Goedel’s theorem is OK

It seems to me that we do not know in what appears to be a formula of Principia Mathematica whether the incomplete symbols can be eliminated. I had an idea that this might have an effect on Goedel’s result. I can now find nothing wrong with Goedel’s result. Goedel did not represent the incomplete symbols – as they can theoretically be eliminated. But we use them in practice, and do not have an adequate understanding of how to do this . Or how Whitehead and Russell would have done it in Principia Mathematica.

Goedel on the incomplete symbols: “Russell’s Mathematical Logic” in The Philosophy of Bertrand Russell, ed Paul Arthur Schilpp. P.126.

“Syntactical considerations are omitted (talking about Principia Mathematica) even in cases where they are necessary for the cogency of the proofs, in particular with the ‘incomplete symbols.’ These are introduced not by explicit definition, but by rules describing how sentences containing them are to be translated into sentences not containing them.

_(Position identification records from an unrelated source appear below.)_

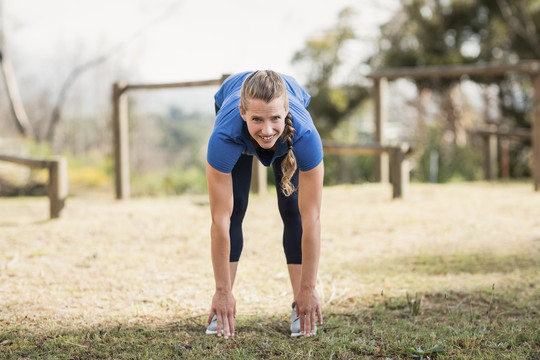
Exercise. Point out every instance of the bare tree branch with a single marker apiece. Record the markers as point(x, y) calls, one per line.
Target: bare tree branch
point(15, 102)
point(70, 80)
point(521, 23)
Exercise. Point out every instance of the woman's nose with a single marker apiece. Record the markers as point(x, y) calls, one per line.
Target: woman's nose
point(267, 128)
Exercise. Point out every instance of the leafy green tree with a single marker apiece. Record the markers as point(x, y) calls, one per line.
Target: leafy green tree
point(331, 101)
point(446, 32)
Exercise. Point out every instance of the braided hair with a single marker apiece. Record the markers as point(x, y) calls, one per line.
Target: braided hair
point(268, 85)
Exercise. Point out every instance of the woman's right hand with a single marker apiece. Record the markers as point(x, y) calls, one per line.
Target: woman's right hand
point(224, 307)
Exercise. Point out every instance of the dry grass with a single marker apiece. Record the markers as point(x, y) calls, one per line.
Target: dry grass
point(146, 261)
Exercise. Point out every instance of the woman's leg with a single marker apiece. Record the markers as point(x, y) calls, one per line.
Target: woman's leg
point(241, 176)
point(292, 227)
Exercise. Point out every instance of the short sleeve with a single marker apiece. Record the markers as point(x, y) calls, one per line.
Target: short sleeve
point(222, 154)
point(308, 151)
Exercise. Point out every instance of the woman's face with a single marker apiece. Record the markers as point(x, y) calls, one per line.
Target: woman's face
point(265, 121)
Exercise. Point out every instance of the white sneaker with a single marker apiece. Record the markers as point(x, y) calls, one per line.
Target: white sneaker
point(212, 328)
point(295, 323)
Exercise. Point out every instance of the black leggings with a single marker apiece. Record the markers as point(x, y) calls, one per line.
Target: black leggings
point(288, 209)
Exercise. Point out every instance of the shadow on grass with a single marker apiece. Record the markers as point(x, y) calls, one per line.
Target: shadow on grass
point(458, 263)
point(455, 325)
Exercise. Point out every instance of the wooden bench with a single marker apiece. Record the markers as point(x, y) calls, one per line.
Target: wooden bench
point(399, 166)
point(57, 187)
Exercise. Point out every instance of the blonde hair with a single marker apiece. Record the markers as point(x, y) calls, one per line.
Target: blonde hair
point(267, 85)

In order to be sure, however, that (or for what expressions) this translation is possible and uniquely determined and that (or to what extent) the rules of inference apply also to the new kind of expressions, it is necessary to have a survey of all possible expressions, and this can be furnished only by syntactical considerations. The matter is especially doubtful for the rule of substitution and of replacing defined symbols by their definiems…”

Carnap on the incomplete symbols.

Carnap discusses the Principia Mathematica notation for classes in Meaning and Necessity, pp. 147-150.

I will only quote part of it:

“ It is true that Russell warns repeatedly that the class expressions are incomplete and have no meaning in isolation. On the other hand, the notation has been constructed with this aim in mind: The class expressions should be such that they can be manipulated as if they were names of entities; and Russell seems to assume that this aim has been reached. Our result makes this assumption doubtful.”

The derivation of the result is to lengthly to reproduce here, but is on pages 148-149 of Meaning and Necessity, by Rudolf Carnap.